Ahmed aborde ici les questions de l’appartenance, de l’identité et de la honte nationale[10]. Le chapitre permet d’observer en quoi les politiques collectives de honte influent sur les discours de réconciliation spécifiquement dans le contexte australien[10]. Ahmed distingue la honte de la culpabilité et tente de comprendre en quoi ces émotions peuvent influer sur les corps. La relation entre la souffrance autochtone et la honte nationale serait un élément clé qui permettrait la réconciliation et la possibilité d’un « vivre ensemble », assuré par la reconnaissance des violences du passé[10]. Ce sentiment collectif permettrait de construire une identité nationale. La honte pourrait donc avoir une fonction reproductive[10]. Elle mentionne toutefois qu’il y a des limites aux expressions de honte nationale. La présentation d’excuses aux personnes autochtones et l’expression de la honte comme moyen de parvenir à la fierté nationale posent la question à savoir quels corps peuvent atteindre cette fierté[10].
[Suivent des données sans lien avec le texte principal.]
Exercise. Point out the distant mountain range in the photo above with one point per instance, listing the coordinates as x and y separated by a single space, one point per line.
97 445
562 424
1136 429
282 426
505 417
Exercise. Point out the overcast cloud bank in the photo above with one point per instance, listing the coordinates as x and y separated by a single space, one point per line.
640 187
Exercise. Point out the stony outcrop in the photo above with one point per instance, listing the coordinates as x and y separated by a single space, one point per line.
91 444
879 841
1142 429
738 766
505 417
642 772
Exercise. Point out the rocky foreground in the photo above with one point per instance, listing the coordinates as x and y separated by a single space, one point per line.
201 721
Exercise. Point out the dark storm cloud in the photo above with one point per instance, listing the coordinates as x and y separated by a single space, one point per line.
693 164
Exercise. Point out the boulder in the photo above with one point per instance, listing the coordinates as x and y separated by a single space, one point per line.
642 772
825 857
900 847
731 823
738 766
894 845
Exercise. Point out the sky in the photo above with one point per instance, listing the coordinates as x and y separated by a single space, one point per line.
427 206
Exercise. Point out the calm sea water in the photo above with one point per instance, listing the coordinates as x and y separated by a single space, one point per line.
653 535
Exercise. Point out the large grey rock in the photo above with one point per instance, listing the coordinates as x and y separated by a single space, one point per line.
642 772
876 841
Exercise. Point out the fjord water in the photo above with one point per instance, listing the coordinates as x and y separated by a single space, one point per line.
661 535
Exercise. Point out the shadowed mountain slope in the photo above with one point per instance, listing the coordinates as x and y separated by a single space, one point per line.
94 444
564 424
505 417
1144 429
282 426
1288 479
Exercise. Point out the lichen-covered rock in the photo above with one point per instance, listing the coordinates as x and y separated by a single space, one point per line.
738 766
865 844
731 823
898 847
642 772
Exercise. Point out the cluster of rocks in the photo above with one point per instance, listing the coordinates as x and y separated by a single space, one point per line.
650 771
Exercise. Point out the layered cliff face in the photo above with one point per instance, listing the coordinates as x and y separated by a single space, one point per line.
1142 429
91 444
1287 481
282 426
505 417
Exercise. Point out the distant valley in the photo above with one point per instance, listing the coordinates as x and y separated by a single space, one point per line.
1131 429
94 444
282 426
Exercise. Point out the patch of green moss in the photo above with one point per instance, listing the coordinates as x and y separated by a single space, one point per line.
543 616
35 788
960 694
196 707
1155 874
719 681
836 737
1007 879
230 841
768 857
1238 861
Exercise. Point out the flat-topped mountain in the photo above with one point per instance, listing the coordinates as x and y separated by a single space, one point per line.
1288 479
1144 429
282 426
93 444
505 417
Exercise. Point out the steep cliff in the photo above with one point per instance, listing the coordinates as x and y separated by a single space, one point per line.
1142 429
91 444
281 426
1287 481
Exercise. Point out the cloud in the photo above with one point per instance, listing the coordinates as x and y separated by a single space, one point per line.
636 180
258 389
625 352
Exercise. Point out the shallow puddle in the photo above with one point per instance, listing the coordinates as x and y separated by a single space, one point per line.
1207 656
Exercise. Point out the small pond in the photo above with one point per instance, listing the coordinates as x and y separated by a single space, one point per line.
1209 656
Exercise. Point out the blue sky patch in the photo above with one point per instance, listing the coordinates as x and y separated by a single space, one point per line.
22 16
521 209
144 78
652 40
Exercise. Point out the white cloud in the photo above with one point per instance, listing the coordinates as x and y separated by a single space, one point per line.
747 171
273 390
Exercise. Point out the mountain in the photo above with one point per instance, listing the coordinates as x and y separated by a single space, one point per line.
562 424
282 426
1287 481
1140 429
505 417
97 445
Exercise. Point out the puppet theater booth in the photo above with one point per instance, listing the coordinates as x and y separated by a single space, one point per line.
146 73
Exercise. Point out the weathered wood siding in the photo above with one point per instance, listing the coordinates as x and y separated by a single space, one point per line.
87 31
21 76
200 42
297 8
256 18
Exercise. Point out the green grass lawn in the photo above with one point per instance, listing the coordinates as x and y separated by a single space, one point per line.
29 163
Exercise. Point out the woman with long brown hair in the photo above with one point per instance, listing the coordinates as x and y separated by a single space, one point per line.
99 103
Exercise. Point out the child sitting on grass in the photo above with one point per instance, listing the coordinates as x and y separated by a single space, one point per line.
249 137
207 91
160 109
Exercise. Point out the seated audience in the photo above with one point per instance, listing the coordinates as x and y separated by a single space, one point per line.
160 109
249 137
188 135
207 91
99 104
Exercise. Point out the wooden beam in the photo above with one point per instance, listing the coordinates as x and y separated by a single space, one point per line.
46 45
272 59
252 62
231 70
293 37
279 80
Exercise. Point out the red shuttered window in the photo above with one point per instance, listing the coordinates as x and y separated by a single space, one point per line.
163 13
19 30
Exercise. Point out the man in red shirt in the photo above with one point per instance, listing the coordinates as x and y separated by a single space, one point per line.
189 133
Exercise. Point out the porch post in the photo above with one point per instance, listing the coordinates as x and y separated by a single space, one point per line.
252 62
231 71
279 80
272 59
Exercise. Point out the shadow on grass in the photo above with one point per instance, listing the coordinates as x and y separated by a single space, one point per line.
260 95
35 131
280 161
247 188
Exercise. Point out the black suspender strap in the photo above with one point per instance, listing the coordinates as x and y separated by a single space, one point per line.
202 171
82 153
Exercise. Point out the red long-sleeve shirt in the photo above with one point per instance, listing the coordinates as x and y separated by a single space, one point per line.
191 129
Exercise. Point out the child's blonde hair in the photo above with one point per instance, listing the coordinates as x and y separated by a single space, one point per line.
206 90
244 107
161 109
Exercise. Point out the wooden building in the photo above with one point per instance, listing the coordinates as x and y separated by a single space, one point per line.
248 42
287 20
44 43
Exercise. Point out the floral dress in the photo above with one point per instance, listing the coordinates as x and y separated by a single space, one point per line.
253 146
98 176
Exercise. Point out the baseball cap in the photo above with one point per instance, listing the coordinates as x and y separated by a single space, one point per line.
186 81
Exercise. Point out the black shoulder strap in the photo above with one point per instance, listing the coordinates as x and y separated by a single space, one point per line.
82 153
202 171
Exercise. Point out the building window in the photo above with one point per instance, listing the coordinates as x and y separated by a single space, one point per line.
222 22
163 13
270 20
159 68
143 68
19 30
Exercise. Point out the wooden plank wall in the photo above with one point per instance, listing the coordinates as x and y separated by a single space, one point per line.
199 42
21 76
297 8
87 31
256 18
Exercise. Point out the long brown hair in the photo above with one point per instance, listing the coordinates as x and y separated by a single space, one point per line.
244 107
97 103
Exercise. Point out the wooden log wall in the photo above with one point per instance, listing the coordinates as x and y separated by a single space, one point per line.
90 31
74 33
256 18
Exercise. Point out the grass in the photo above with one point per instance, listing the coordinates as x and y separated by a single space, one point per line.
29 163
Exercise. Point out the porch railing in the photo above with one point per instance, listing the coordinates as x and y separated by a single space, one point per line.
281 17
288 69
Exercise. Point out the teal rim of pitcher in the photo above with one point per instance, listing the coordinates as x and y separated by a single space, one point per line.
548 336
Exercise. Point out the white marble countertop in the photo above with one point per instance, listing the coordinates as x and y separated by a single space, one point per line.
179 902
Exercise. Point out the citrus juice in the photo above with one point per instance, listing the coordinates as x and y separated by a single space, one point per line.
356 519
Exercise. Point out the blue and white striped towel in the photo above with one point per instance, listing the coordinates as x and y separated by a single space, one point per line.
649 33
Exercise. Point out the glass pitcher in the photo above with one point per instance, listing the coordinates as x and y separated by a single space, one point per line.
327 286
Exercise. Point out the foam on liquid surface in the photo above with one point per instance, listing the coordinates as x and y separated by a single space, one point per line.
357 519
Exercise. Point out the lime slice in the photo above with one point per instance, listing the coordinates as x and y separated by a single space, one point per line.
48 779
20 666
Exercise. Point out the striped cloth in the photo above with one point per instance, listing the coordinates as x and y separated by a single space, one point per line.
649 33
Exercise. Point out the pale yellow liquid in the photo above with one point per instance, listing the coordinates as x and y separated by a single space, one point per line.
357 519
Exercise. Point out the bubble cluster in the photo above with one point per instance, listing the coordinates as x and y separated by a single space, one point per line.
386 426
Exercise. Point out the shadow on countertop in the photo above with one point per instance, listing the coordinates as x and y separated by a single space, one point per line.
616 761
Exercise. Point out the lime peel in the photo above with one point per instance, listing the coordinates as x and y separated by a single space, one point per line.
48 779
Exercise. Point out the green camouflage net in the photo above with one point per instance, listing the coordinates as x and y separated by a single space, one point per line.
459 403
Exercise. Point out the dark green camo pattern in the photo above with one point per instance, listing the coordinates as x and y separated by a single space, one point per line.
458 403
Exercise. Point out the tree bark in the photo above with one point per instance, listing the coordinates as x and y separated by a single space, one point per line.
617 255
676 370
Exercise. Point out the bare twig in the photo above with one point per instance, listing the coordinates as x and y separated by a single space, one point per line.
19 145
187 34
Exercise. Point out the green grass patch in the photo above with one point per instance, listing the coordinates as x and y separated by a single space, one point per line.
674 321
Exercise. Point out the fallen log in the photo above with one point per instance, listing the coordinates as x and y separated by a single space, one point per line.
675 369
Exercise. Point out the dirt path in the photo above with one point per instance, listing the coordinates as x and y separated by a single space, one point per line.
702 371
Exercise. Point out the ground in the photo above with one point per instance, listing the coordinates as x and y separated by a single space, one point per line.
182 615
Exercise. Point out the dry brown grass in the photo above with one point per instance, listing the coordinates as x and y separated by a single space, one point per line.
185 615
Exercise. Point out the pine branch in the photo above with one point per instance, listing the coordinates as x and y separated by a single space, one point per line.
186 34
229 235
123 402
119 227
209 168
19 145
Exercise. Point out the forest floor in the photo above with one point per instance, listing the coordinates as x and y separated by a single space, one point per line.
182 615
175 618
Ahmed considère qu’il y a un élément politique au fait de pouvoir agir au nom de l’amour[10]. Elle retrace l’impact culturel de l’usage de l’ « amour » au sein des discours fascistes. L’usage de l’amour serait la propriété de certains sujets aux dépens d’autres sujets subalternes[10]. Le chapitre démontre en quoi l’amour devient un moyen d’alignement au collectif par l’identification à un idéal[10]. À travers l’exemple du nationalisme blanc, Ahmed explique que la notion d’amour est instrumentalisée pour légitimer des politiques racistes d’exclusion. Les discours d’amour et de haine sont mobilisés pour légitimer la protection de la famille blanche. Celle-ci serait mise en péril par l’illusion d’une menace raciale[11]. Ahmed mobilise la pensée de Freud pour distinguer les différents types d’amour[10].
À la lumière des chapitres précédents concernant la peur, l’amour et la honte, Ahmed explique que les corps queers considérés comme sujets autres remettent en doute l’idéal social[10].D’évoquer le rapport à la famille comme moyen nécessaire pour la reproduction de la vie serait une manière de légitimer la haine envers ce qui diverge de cette norme. L’hétéronormativité est donc représentée de manière répétitive pour encadrer ce que les corps peuvent faire ou non[10]. Ahmed s’intéresse à la question du confort/de l’inconfort en lien avec les normes et aborde la notion de la fatigue des sujets queer devant sans cesse repousser cette pression à adhérer à ces normes[10]. Le confort est donc possible seulement pour les sujets qui se conforment à l’espace normatif c’est-à-dire, les personnes hétérosexuelles[10].
Les revendications féministes sont présentées comme étant émotionnelles et hostiles[10].Cette association de l’émotivité à la féminité donne lieu à une hiérarchie des sujets dans laquelle on oppose la raison à l’émotion. Le chapitre permet de comprendre en quoi les émotions liées au féminisme sont politiques.
L’œuvre a été rééditée une douzaine de fois dont une fois traduite en turc en 2015 et une autre en espagnol en 2017. L’essai n’a pas encore été publié en français.